The present invention relates to a semiconductor memory device, and more particular to a timing signal generator for column selection in a dynamic type semiconductor memory device.
A dynamic memory device is structured such that a plurality of memory cells are arranged in a matrix form of rows with word lines and columns with a plurality of pairs of digit lines and a plurality of sense amplifiers are provided for the plurality of pairs of digit lines. The plurality of pairs of digit lines are coupled to a pair of data bus lines through a plurality of pairs of column selection transfer gates, respectively. Each pair of transfer gates are controlled by a column decode signal generated by a column decoder. The column decoder is generally composed of NOR gate receiving column address signals, a source-follower transistor and a coupling transistor coupled between an output of the NOR gate and a gate of the source follower transistor. The drain of source-follower transistor is supplied with a drive timing signal and the decode signal for controlling the transfer gates is derived from the source of the source-follower transistor. The drive timing signal is generated in response to an externally applied chip enable signal (CE) and takes a boosted level higher than a power voltage V.sub.cc. Therefore, the column selection transfer gates are rendered conductive in the non-saturated, triode region so that signal transfer between the data bus lines and the bit lines is effectively performed.

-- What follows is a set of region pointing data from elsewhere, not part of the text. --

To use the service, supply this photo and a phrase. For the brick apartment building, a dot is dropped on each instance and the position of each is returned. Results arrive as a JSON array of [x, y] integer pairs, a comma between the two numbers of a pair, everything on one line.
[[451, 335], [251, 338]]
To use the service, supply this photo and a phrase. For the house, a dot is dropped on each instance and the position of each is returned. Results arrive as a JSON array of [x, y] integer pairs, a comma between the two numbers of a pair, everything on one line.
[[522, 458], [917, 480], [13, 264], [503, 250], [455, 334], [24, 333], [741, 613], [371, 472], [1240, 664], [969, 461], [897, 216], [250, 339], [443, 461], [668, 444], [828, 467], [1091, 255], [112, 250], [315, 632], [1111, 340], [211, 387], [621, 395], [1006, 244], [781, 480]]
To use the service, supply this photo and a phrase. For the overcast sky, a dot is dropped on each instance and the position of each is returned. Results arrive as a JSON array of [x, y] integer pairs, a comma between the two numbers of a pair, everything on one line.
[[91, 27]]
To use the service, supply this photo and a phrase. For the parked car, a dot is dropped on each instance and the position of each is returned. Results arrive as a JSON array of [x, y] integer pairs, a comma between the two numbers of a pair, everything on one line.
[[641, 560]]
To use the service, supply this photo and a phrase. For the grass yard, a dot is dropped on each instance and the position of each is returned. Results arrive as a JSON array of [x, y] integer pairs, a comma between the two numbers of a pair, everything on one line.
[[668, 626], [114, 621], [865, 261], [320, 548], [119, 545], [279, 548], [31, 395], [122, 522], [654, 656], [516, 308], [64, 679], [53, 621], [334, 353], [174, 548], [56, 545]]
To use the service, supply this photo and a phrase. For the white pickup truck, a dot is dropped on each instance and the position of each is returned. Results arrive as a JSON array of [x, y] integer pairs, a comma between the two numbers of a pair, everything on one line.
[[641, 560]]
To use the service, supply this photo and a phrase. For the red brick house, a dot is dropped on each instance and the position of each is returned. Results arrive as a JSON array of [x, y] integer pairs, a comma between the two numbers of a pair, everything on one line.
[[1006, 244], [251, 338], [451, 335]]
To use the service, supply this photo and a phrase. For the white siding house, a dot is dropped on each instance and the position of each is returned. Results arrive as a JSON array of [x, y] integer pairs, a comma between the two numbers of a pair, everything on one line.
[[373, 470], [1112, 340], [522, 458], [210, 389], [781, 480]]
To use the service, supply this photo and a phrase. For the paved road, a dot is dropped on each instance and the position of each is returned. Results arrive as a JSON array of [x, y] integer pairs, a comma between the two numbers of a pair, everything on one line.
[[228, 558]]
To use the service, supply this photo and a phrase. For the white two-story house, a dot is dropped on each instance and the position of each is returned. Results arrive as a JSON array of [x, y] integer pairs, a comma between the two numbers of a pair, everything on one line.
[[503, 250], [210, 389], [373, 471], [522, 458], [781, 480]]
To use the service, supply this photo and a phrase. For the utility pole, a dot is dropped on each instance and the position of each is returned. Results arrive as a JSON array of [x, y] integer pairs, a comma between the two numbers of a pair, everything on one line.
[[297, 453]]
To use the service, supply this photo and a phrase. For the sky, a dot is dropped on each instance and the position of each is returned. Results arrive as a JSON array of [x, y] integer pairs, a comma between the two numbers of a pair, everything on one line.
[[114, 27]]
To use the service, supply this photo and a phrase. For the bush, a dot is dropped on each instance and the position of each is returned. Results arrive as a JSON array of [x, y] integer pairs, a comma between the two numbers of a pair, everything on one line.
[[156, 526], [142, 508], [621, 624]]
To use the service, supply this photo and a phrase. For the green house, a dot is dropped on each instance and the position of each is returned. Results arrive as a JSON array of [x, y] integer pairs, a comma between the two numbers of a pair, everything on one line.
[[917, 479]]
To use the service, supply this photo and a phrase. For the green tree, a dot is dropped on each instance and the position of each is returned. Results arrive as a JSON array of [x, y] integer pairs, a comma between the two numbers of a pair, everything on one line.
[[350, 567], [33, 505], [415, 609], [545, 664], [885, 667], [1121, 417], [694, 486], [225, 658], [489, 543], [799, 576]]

However, the above drive timing signal is generated by a known boot-strap circuit and the drive timing signal is capacitively boosted above V.sub.cc. Thus, the drive timing signal has a large internal impedance and its boosted level above V.sub.cc gradually falls.

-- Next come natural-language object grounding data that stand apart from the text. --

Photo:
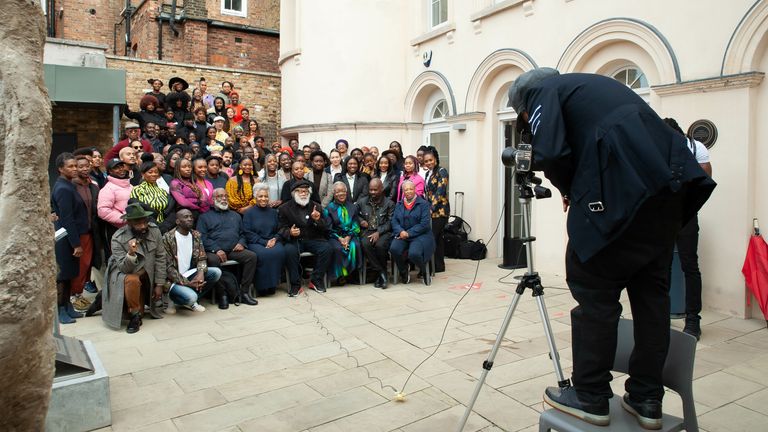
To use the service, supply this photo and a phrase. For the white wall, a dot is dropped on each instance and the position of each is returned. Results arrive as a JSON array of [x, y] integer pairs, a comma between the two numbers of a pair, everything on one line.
[[357, 66]]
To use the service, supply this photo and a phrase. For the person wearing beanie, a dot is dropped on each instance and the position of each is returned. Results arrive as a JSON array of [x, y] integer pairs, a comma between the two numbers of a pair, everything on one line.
[[628, 183], [148, 114]]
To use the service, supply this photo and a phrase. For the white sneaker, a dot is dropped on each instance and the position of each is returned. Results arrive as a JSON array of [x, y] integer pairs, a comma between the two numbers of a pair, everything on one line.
[[170, 309], [197, 307]]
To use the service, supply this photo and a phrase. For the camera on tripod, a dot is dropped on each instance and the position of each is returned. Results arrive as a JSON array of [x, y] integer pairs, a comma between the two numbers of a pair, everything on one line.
[[521, 159]]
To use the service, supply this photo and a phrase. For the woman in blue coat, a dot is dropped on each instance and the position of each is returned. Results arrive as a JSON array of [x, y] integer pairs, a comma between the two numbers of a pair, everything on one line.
[[413, 235], [345, 233], [72, 215], [260, 226]]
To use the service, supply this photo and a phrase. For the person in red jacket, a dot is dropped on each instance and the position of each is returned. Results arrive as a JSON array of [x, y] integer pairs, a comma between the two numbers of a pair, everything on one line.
[[133, 133]]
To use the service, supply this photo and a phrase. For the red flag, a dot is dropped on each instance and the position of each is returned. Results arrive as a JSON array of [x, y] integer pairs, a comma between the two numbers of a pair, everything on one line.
[[755, 271]]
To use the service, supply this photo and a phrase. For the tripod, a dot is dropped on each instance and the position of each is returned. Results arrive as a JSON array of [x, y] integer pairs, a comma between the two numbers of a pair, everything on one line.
[[529, 187]]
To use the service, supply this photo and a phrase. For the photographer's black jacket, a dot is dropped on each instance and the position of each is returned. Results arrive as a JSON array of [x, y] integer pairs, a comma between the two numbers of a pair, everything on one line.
[[600, 144]]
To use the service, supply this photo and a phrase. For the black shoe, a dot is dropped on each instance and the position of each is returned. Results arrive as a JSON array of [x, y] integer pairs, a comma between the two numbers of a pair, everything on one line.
[[318, 286], [135, 324], [154, 309], [405, 277], [223, 302], [246, 298], [647, 412], [567, 401], [693, 326]]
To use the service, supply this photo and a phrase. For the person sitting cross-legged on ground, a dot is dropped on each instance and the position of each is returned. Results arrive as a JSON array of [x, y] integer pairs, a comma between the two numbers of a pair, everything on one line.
[[137, 266], [223, 238], [345, 234], [376, 220], [304, 229], [187, 267], [410, 225]]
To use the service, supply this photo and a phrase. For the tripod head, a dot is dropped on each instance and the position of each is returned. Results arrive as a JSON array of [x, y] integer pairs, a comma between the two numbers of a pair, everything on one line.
[[530, 186]]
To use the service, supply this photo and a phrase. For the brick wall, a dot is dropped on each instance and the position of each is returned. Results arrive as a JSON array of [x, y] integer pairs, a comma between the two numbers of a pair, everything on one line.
[[261, 13], [254, 51], [92, 124], [78, 23], [260, 92]]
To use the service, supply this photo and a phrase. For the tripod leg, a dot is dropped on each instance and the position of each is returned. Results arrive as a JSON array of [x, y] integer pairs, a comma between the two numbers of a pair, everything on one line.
[[562, 382], [488, 364]]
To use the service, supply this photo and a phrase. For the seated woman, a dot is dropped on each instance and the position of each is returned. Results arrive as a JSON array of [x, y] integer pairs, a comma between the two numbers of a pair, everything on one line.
[[413, 236], [411, 172], [388, 177], [240, 187], [185, 189], [260, 229], [356, 183], [345, 234]]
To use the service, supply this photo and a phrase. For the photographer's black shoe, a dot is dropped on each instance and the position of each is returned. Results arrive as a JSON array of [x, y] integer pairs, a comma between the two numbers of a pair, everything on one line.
[[647, 412], [567, 401], [693, 326]]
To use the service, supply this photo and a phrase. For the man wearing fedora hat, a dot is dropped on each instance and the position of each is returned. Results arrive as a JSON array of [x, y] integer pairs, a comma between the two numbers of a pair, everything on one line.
[[157, 84], [137, 269], [132, 133]]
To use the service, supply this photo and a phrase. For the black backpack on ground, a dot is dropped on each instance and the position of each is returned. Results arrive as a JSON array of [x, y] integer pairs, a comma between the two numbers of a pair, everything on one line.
[[456, 232]]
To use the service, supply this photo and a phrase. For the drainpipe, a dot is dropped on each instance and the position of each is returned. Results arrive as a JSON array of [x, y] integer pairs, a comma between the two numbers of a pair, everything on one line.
[[159, 38], [172, 20]]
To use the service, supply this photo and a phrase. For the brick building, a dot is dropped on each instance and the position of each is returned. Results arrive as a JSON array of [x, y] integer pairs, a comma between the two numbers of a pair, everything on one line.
[[232, 40], [241, 34]]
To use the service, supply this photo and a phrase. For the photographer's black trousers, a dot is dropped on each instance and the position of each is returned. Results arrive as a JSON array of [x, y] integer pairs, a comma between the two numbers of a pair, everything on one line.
[[687, 249], [639, 260]]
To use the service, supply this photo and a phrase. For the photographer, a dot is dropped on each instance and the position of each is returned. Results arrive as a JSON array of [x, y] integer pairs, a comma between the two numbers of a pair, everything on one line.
[[630, 183]]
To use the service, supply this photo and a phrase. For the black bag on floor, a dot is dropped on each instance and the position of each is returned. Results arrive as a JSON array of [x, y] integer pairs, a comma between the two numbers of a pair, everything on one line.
[[473, 249], [454, 234]]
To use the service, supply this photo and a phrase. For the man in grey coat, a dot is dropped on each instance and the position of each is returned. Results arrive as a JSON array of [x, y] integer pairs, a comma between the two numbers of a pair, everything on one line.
[[137, 267]]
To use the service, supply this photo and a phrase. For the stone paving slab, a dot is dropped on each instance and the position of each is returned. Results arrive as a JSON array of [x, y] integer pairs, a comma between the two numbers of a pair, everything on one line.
[[277, 366]]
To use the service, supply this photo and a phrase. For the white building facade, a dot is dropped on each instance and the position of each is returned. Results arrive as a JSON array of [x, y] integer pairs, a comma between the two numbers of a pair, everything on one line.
[[437, 71]]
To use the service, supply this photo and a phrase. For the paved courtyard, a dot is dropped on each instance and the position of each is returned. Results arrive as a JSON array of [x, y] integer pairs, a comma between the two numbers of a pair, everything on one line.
[[274, 368]]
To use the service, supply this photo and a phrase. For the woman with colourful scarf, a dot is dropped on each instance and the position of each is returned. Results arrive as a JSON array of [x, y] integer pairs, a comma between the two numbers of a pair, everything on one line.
[[345, 234]]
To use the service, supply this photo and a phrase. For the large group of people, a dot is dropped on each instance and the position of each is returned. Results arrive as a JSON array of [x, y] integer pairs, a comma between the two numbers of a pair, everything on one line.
[[192, 189]]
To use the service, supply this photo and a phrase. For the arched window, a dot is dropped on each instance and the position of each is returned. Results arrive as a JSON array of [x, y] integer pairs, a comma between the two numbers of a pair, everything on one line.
[[440, 110], [631, 77], [634, 78]]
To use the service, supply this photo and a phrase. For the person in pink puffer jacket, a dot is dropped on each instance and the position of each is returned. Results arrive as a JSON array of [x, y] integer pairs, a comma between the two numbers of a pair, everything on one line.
[[113, 197]]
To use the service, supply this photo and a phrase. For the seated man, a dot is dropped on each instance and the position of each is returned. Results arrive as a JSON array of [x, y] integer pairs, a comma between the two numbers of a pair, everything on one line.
[[137, 264], [303, 229], [187, 267], [376, 221], [222, 232]]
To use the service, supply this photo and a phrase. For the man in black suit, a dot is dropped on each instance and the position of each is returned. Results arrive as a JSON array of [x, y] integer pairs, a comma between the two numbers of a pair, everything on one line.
[[630, 183], [303, 228]]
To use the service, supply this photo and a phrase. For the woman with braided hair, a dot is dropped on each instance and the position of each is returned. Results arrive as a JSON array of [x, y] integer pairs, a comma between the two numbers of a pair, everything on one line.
[[240, 186], [187, 191]]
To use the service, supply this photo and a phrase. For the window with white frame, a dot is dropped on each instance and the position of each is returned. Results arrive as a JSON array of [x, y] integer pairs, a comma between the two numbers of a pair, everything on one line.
[[438, 12], [234, 7], [440, 110]]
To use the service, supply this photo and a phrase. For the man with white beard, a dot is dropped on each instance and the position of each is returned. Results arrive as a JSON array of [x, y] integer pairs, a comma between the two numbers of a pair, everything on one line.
[[304, 229], [221, 230]]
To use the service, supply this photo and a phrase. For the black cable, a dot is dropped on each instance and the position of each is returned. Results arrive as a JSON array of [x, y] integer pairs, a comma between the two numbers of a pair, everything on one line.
[[450, 317]]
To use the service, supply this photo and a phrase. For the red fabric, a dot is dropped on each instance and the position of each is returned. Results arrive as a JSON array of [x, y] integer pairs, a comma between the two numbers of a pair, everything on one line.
[[755, 271], [86, 242]]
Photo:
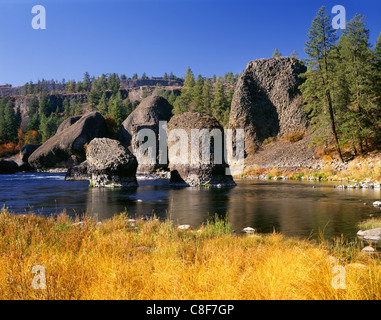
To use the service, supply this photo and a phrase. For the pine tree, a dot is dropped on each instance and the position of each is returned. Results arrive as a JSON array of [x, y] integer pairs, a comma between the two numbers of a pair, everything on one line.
[[197, 94], [172, 98], [357, 124], [317, 87], [102, 106], [66, 108], [34, 104], [219, 103], [129, 107], [86, 83], [45, 107], [10, 122], [189, 78], [207, 97], [34, 123]]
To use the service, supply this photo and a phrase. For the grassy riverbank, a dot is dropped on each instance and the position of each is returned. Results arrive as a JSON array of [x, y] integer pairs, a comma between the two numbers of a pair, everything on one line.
[[156, 260], [360, 169]]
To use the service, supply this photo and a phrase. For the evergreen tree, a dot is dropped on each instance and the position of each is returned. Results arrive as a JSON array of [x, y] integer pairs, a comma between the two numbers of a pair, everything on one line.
[[229, 77], [10, 122], [358, 123], [207, 97], [34, 123], [172, 98], [317, 87], [66, 108], [189, 78], [34, 104], [86, 83], [45, 107], [219, 103], [197, 94], [128, 106]]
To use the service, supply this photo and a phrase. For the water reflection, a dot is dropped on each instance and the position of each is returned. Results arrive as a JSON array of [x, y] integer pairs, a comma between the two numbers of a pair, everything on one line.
[[293, 208]]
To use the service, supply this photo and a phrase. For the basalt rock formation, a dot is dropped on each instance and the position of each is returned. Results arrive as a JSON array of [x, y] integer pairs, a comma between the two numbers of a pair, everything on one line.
[[267, 102], [67, 148], [110, 164], [194, 171], [147, 115]]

Furthermore, it is common that wiring for carrying the drive timing signal has a plurality of crossing points with other signal wirings such as the data bus lines.
Accordingly, it is difficult to effectively achieve the Read-Modify-Write cycle, in which a read operation is performed on a selected address and immediately thereafter a write operation is made on the same selected address. In this cycle, the drive timing signal is produced during a relatively long period and hence its boosted level inevitably falls below V.sub.cc in the write operation due to leakage of the boosted charge and coupling of the drive timing signal wiring with other wirings. As a result, in the write operation, the level of the drive timing signal is nor more at the boosted level above V.sub.cc but is lower than V.sub.cc and therefore the column selection transfer gates are made conductive in the saturated region and their effective conductances are small. Thus, it is difficult to write new data to the selected address through the transfer gates conductive in the saturated region, resulting in failure in changing data stored in the selected address through the transfer gates.